建築でやむなく伐採したのか、地盤から3mくらいのところで伐られています。
これが、「元は6本だっただろう」と記した理由です。
綺麗に整備された歩廊が続いている中にたたずむ一本の切り株。
どんないわれがあったんだろうなぁ・・・
結構無造作にきりとられたのかなぁ。
気になる。
主幹を伐られても、しっかりと根を張っています。
緑の時期には芽をだしているのでしょうか?!
株から上に目を移すと、空が開けている、開放感のある施設です。
と、気持ちのいい空を眺めると、なにやら屋上の向こうに緑が・・・
やや、これはもしや・・・
お礼を言って施設を後にし、早速、中庭から見えた緑を確認しにその方向に向かいます。
するとそこには・・・
まだあったのか・・・・
最後の(6本だったであろう)5本目の木です。
実はこちらも施設内にあり、裏手の駐車場内なのです。
こちらは幹を囲むように建物が建てられていますが、基礎の工事では、根に当たらなかったのか、心配です。
緑が映えているということは、大きな影響はなかったのでしょうが、広葉樹の根は、枝を張っている面積と同じかそれ以上張っているものです。
もう少しスペースが欲しいなぁ・・・と勝手に考えていました。
それにしても、コレだけの数がまとまってある神社、地域も珍しいものではないでしょうか。
この施設自体も、これだけ大きな木に囲まれていると、力をもらえそう気がするのですが、そんなことを考えているのはわたしだけでしょうか・・・
さて、撮影を終わりワクワク感をひきずったまま駐車場にもどると、神社境内で遊んでいた子供たちがうつむいているではありませんか。
そこには、大人が一人。
なにやら注意されている様子。
迷惑になるとか、ボールはいかんとか・・・
2人で仲良く野球やキャッチボールをしていたのですが、注意されたようです。
ボールがとんでいったからなのか、単純に境内だからなのか?はわかりませんが、どちらにせよ、街中で子供たちの遊ぶスペースがなくなる昨今。

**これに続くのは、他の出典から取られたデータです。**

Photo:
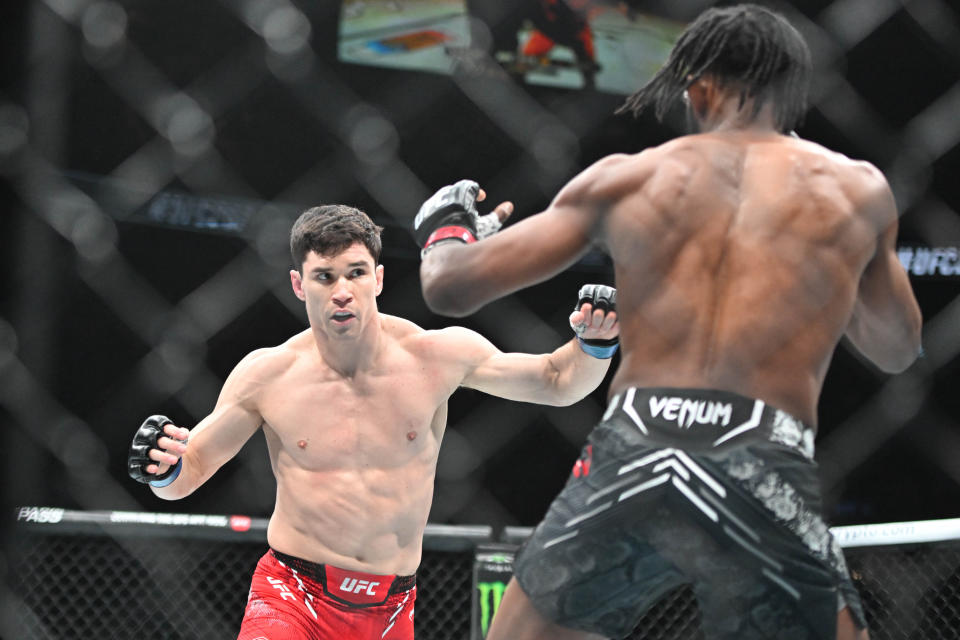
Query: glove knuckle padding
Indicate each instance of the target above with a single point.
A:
(599, 296)
(144, 440)
(453, 205)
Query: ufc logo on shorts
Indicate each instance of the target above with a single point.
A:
(352, 585)
(284, 589)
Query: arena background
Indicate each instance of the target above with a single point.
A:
(155, 154)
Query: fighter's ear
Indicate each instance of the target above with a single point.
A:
(296, 281)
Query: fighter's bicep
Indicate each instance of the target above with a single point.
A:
(514, 376)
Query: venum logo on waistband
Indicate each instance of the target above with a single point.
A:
(685, 411)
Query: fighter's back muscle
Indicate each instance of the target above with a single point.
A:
(737, 264)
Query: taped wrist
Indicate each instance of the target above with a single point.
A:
(601, 349)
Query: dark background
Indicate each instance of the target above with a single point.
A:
(123, 125)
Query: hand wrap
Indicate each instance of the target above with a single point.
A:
(599, 297)
(450, 215)
(143, 440)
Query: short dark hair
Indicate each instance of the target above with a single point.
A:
(747, 46)
(330, 229)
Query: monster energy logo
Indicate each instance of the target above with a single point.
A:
(490, 596)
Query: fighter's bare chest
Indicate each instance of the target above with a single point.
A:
(380, 415)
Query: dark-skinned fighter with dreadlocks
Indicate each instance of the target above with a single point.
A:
(742, 256)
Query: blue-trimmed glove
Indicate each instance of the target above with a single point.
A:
(138, 460)
(599, 297)
(450, 215)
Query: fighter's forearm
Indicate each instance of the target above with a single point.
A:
(456, 282)
(186, 482)
(577, 373)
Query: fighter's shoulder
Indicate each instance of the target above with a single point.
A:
(276, 359)
(847, 167)
(610, 174)
(451, 343)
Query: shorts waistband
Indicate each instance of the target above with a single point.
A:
(708, 418)
(355, 588)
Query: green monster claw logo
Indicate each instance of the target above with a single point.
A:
(489, 591)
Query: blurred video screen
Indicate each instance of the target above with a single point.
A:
(603, 45)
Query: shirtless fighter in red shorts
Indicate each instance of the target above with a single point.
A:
(353, 410)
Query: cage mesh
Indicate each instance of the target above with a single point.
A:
(84, 586)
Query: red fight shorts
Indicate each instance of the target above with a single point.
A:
(293, 599)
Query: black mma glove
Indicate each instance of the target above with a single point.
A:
(450, 215)
(604, 298)
(145, 439)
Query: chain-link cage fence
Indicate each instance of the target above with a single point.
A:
(155, 154)
(123, 575)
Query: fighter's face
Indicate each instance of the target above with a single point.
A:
(340, 291)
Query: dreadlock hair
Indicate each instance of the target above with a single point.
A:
(746, 46)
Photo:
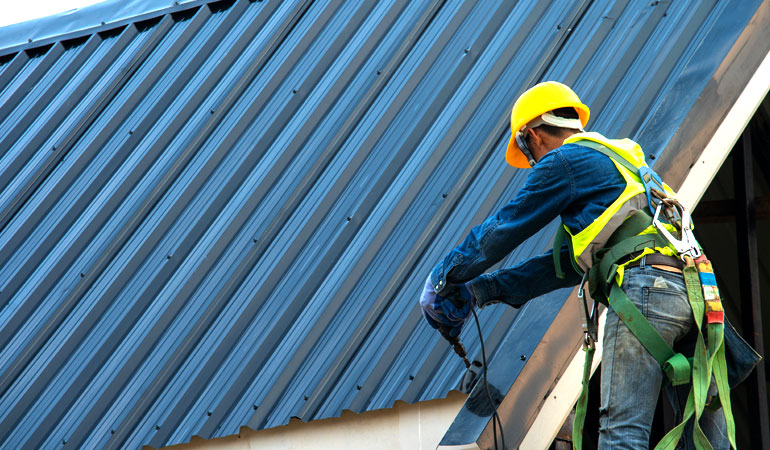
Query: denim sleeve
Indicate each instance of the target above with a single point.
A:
(549, 188)
(532, 278)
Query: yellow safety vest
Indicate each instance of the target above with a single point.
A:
(594, 237)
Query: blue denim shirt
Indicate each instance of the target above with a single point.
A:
(572, 181)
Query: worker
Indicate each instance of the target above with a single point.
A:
(575, 176)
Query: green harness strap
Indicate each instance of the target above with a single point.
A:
(707, 360)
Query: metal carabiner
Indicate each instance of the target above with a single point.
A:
(686, 245)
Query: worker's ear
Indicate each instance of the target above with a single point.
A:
(535, 140)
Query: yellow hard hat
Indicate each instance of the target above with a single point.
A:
(536, 101)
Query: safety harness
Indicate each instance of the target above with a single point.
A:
(631, 231)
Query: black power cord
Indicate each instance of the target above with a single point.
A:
(495, 417)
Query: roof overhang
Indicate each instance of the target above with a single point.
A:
(543, 392)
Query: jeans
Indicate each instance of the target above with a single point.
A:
(632, 378)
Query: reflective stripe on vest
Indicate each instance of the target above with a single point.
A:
(594, 237)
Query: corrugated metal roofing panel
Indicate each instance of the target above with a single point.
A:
(223, 216)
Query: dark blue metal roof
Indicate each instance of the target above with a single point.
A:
(222, 214)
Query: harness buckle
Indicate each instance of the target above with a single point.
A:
(590, 326)
(686, 246)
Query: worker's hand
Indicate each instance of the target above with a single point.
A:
(447, 313)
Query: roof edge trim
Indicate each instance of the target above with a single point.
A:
(84, 21)
(726, 135)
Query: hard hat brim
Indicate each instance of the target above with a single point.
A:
(515, 157)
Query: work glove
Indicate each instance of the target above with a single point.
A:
(447, 313)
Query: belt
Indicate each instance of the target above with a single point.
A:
(660, 261)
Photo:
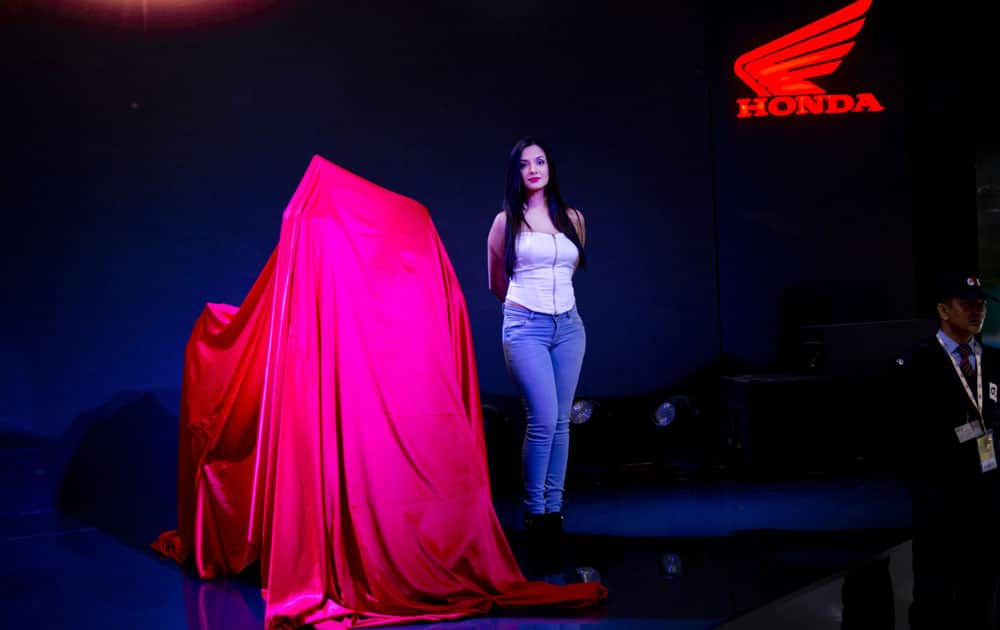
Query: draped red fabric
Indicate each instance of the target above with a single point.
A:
(331, 427)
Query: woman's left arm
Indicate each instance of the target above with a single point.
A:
(581, 228)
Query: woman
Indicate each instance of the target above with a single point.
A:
(533, 248)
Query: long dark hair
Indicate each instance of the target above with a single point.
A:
(515, 198)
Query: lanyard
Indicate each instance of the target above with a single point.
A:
(977, 398)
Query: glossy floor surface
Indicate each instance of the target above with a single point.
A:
(724, 552)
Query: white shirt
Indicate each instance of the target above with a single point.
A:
(543, 272)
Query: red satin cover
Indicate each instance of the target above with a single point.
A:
(331, 427)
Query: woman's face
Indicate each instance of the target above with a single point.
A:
(534, 169)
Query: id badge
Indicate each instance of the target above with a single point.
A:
(987, 456)
(969, 431)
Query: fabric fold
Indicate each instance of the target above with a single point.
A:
(331, 427)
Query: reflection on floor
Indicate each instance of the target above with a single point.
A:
(724, 552)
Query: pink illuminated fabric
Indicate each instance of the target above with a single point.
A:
(331, 427)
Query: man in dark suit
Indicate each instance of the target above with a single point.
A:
(946, 446)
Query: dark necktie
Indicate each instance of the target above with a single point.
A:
(965, 365)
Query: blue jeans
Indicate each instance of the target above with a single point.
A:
(544, 354)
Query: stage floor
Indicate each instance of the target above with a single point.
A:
(752, 553)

危険なところもあったのかもしれませんが、なんとか遊ばせてやれないものかと、気をもんでしまいました。
特に、こんな大樹のそばで遊べる環境なんて、なかなかないですし願ってもないものだと思うのですが、どうでしょう。
だって、私もこんなところで遊びたいですもん。
そんな環境をこれからも維持しながら、数十年、数百年後にも、「阿麻美許曽の巨樹群」としてその名を残せる地となってもらいたいと思い、名残惜しく境内を後にしたのでした。
所在地
大阪府大阪市東住吉区矢田7丁目11
参詣用駐車場あり
巨樹の林 「阿麻美許曽(あまみこそ)神社」 −神社編−
仕事柄、どうしても車での移動が多くなってしまうのは仕方のないところなんですが、一番の難点!?は「弥栄のくす」の時に書いていますが、「重要なものを見落とすこと、見逃すこと」でしょうか。
私にとっては、大きな欠点です。
徒歩であれば小さなものでも、本当にいろんなものを見つける事が出来ます。
まぁ、それと比べてはいけないのですが、今回の様なものを見落とすと、やはりがっかりするものですが、この時だけはラッキーだったというか、本能的にみえたというか(笑)、車中から発見することができました。
それは何かというと、この写真でわかりますか?私が発見したものが・・・
車中からではないですが、同じようなアングルからの写真がこれです。
緑です。
が、普通の緑とは違うんですねぇ。
見えづらいですが、奥の方の緑は明らかに樟の巨樹だろうと思わせる、あおあおとしたもので、高さからしてもかなりのもの、しかも群生していそう・・・・というイメージでした。
そして、それらしい場所に近づいてみると・・・・現れた!!!!!怪獣・・ではなく想像通りの巨樹!!
それはコレ。
コレ、というか、本当はこれら(彼らといった方がよいですね。先輩ですから。)、なんですが・・・・
鳥居の後ろに広がる青葉。
その大きく広がった葉のあおさ。
巨樹の予感がするでしょ。
なんか近頃巨樹ブログの様になってきていますが、偶然ながら見つけたこの感動を、少しでも早くお伝えしたいため、木材記事をお待ちの方には申し訳ないですが、しばし趣味?に付き合っていただきたく思います。
基、ここは大阪府大阪市は東住吉区にある、阿麻美許曽(あまみこそ)神社という神社の境内。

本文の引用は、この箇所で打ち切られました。